Hi Mark,
VSX switch roles do not indicate which device is forwarding traffic at a given time as VSX is an active-active forwarding solution. The roles are used to determine which device stays active when there is a VSX split, such as when the ISL goes down and for determining the direction of configuration-sync. If the VSX ISL goes down, the primary switch keeps forwarding traffic while the secondary switch blocks ports from participating in the VSX LAGs.
You can swap the switch roles on the fly without shutting down ISL or Keepalive link. ISL will go out of sync momentarily because now both VSX nodes will have same role (primary in below example)during this time. But after you configure VSX peer with a different role(secondary), ISL will be in sync again.

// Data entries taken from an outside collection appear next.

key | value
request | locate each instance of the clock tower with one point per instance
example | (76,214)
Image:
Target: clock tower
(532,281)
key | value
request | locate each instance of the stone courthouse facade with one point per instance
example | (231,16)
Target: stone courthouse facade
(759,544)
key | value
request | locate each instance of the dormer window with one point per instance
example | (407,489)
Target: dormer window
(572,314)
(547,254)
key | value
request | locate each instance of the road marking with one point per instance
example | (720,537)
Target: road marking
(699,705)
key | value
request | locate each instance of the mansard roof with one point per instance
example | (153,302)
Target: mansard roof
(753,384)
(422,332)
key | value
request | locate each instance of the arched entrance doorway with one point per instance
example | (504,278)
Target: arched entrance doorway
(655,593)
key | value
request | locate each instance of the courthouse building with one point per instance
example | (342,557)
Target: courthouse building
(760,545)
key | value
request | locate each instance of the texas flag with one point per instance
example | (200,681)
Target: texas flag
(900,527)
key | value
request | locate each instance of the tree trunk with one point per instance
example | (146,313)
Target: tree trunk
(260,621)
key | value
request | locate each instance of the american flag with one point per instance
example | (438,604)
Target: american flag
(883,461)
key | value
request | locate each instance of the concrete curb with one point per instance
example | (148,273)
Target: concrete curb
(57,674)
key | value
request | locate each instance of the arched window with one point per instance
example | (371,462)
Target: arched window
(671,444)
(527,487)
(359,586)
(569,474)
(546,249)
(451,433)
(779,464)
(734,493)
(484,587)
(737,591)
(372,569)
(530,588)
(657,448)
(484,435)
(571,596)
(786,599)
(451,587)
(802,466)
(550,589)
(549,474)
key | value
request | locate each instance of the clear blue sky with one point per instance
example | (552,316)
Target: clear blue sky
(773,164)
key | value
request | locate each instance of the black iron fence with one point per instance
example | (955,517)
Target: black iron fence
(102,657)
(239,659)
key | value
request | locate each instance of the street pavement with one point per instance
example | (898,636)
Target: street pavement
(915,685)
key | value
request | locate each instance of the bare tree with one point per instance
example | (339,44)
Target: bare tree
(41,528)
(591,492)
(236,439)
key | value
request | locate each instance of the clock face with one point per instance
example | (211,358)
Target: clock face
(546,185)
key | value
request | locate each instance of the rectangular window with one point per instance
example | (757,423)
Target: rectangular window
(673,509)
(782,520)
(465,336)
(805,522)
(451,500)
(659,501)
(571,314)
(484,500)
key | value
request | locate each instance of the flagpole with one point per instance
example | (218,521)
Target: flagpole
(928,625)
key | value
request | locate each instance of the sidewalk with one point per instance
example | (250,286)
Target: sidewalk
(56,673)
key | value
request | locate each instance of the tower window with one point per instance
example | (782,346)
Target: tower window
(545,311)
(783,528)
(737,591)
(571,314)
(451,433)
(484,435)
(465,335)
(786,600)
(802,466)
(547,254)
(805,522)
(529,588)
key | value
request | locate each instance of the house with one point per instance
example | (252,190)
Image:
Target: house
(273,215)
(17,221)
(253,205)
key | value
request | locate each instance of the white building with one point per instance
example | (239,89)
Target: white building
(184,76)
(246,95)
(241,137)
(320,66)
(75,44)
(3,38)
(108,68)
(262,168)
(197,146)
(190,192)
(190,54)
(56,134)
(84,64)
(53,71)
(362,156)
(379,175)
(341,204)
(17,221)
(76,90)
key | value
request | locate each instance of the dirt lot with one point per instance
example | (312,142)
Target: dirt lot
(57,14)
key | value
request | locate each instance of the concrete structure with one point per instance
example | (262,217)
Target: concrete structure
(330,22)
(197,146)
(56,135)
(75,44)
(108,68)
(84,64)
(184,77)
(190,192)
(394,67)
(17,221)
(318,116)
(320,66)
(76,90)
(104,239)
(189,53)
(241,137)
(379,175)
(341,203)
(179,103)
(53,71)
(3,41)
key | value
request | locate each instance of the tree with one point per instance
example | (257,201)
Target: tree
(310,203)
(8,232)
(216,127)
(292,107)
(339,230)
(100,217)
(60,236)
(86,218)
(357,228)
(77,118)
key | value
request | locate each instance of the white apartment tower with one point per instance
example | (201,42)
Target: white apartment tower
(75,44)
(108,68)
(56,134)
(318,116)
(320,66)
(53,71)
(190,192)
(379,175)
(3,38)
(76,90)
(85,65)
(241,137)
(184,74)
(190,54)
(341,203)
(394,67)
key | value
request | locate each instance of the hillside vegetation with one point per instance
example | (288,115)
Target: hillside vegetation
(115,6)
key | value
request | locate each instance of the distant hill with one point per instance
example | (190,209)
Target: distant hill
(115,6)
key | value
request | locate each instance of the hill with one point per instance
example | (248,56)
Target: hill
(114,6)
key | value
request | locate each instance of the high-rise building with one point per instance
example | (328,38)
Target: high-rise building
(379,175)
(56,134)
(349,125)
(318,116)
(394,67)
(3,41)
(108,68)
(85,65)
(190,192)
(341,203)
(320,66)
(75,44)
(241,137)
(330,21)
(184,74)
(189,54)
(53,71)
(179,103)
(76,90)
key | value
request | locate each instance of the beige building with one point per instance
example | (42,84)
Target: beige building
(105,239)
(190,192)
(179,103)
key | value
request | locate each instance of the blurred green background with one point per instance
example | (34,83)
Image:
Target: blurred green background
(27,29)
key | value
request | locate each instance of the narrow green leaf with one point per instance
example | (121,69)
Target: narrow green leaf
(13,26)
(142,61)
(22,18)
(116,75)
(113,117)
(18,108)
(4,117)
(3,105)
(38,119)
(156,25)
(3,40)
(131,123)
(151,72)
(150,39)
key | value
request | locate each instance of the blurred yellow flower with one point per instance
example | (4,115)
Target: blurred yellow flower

What happens when ISL link is down but keepalive is up
VSX switches use their keepalive connection to determine that they are both up and running. Once that is determined, the user-configured primary VSX switch keeps its multichassis (VSX) LAG links up and the secondary VSX switch forces its VSX LAG links to go down with the appropriate reason. Once the ISL link is up, the MAC and ARP tables, LACP and STP states of the primary switch are synchronized to the secondary switch. Then, the configured delay timer starts. Once the delay timer expires, the secondary VSX switch brings up its VSX LAG links.
1)VSX status on secondary switch
8325-02# show vsx status
VSX Operational State
---------------------
ISL channel : In-Sync
ISL mgmt channel : operational
Config Sync Status : In-Sync
NAE : peer_reachable
HTTPS Server : peer_reachable
Attribute Local Peer
------------ -------- --------
ISL link lag255 lag255
ISL version 2 2
System MAC 0a:00:06:00:00:00 0a:00:06:00:00:00
Platform 8325 8325
Software Version GL.10.10.1020 GL.10.10.1020
Device Role secondary primary
2)VSX status on secondary switch after changing role to primary
8325-02(config)# vsx
8325-02(config-vsx)# role primary
8325-02# show vsx status
VSX Operational State
---------------------
ISL channel : Out-Of-Sync
ISL mgmt channel : inter_switch_link_down
Config Sync Status : Out-Of-Sync
NAE : peer_unreachable
HTTPS Server : peer_unreachable
Attribute Local Peer
------------ -------- --------
ISL link lag255
ISL version 2
System MAC 0a:00:06:00:00:00
Platform 8325
Software Version GL.10.10.1020
Device Role primary primary (Device roles inconsistent)
3)VSX status on secondary switch after changing VSX peer role to secondary
8325-02# show vsx status
VSX Operational State
---------------------
ISL channel : In-Sync
ISL mgmt channel : operational
Config Sync Status : In-Sync
NAE : peer_reachable
HTTPS Server : peer_reachable
Attribute Local Peer
------------ -------- --------
ISL link lag255 lag255
ISL version 2 2
System MAC 0a:00:06:00:00:00 0a:00:06:00:00:00
Platform 8325 8325
Software Version GL.10.10.1020 GL.10.10.1020
Device Role primary secondary
Hope this helps !
Harkanwal
Original Message:
Sent: Nov 08, 2023 07:33 AM
From: mark.bossert
Subject: VSX behaviour during role switch
Hi,
due to a (possible firmware) issue our client is considering switching the roles of the switches in their VSX-cluster - e.g. turn primary into secondary and vice versa.
This switch is supposed to happen during business hours, with a warning mail for the end users.
My plan of action is as follows:
- connect Laptop to USB-Console of Switch-01 (VSX-primary)
- `shutdown` all ports on Switch-01 (-> ISL and Keepalive will go down here)
- `no role` on Switch-01
- connect to Switch-02 via SSH (VSX-secondary)
- `role primary` on Switch-02 to turn it into VSX-primary
- `role secondary` on Switch-01
- `no shutdown` on all ports on Switch-01 (-> ISL and Keepalive should come back up here)
Configuration of the VSX-primary is as follows:
vsx
system-mac 02:00:00:00:00:00
inter-switch-link lag 10
role primary
keepalive peer 192.168.100.2 source 192.168.100.1 vrf vsx-keepalive
vsx-sync mclag-interfaces vsx-global
All VLANS are annotated with vsx-sync. Hence I expect all VLANs/MC-LAGs to automatically reestablish, even if they should get lost with the `no role` command.
I'm interested (1) if anybody actually performed this and (2) whether this approach will cause interruptions in data-flow.